Nein. Generell nicht. Das passt nicht zu mir. Ich bekomme viele Vorschläge. Aber leider denken die meisten immer in Kalauern. Stichwort Nachtisch: Zwei Biber sitzen im Restaurant. Der eine sagt: „Ich esse jetzt einen Nachtisch.“ Und dann isst er den Tisch. Brüller. Und ein Prozent der Witze hat einen aktuellen Bezug so nach dem Motto: Zeichne doch mal Angela Merkel. Die steht vor einem Sarg und auf dem Sarg steht „Demokratie“… So in der Richtung habe ich ihn bestimmt schon 20 Mal bekommen. Ich schreibe dann immer ganz höflich: „Vielen Dank, aber ich setze ausschließlich eigene Ideen um.“ Das schreibe ich aber individuell, nie copy und paste. Da schreiben manchmal auch Leute über ihre persönlichen Schicksale. Darauf kann man nicht mit einem Standardsatz antworten.

Gibt es einen typischen Arbeitstag bei Ihnen?

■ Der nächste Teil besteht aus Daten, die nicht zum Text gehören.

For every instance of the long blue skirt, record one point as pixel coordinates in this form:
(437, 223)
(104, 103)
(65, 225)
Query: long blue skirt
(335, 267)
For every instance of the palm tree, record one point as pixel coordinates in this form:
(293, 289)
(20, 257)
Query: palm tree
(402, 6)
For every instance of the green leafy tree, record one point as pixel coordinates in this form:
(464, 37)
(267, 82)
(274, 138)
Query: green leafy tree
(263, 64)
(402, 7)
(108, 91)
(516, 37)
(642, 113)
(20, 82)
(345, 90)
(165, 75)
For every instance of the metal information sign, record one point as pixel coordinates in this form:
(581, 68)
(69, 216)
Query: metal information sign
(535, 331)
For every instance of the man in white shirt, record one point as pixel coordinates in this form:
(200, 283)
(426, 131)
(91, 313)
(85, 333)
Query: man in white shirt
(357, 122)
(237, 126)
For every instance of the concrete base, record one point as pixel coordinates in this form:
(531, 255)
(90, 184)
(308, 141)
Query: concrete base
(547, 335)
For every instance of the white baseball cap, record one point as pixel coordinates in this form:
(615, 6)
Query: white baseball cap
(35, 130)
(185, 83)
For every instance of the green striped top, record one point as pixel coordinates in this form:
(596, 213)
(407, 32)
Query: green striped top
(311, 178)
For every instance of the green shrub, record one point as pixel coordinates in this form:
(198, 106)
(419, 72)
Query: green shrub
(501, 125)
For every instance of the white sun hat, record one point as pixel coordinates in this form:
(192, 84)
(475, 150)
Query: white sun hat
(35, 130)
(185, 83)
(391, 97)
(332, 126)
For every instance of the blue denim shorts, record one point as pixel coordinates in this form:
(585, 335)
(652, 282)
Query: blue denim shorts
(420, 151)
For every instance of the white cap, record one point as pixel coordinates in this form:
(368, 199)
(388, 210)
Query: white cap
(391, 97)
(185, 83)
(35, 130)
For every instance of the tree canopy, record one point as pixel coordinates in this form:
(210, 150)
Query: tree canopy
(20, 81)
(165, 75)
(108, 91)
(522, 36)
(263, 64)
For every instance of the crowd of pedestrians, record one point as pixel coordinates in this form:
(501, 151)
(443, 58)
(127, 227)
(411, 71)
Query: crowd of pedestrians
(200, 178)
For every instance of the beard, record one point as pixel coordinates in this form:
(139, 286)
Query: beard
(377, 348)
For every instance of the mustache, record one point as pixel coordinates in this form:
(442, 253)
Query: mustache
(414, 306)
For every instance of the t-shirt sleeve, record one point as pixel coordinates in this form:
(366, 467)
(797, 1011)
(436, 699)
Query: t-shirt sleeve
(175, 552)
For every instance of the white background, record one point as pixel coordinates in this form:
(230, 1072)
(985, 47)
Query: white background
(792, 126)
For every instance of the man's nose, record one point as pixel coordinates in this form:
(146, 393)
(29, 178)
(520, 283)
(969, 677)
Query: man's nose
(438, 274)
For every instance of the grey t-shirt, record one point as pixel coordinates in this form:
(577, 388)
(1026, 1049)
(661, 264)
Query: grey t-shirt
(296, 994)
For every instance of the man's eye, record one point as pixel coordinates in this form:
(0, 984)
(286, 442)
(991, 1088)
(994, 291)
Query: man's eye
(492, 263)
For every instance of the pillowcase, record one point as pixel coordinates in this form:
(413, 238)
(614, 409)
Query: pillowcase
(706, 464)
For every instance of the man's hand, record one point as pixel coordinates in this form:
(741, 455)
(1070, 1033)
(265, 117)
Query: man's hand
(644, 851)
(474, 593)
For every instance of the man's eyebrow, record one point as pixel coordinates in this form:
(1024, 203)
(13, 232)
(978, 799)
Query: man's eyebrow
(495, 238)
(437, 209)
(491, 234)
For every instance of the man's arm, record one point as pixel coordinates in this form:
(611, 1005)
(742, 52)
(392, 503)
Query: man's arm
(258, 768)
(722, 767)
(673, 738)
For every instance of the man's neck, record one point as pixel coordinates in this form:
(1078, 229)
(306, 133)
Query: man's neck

Nee, den gibt’s nicht. Mal schreibe ich einen Tag lang nur an einem Drehbuch. Mal mache ich Sprachaufnahmen und zeichne ein wenig. Dann denke ich mir Musik für ein Video aus oder bin auf Tour. Was häufig gleich ist: Ich stehe immer so gegen sieben auf und arbeite dann so um die zehn Stunden. Früher war ich eher Nachtarbeiter. Aber seit ich in einer Beziehung bin, lebe ich mehr wie ein Mensch. Wichtig ist: Was muss fertig werden und worauf habe ich Bock. Viele denken ja, das Zeichnen sei mein Antrieb. Das stimmt aber nicht. Mein Antrieb ist Humor. Es gibt Tage, an denen ich überhaupt keinen Bock habe, zu zeichnen. Und es gibt auch Sachen, die anstrengend sind. Sobald du Termindruck hast, ist es Arbeit. Aber es fühlt sich einfach richtig an.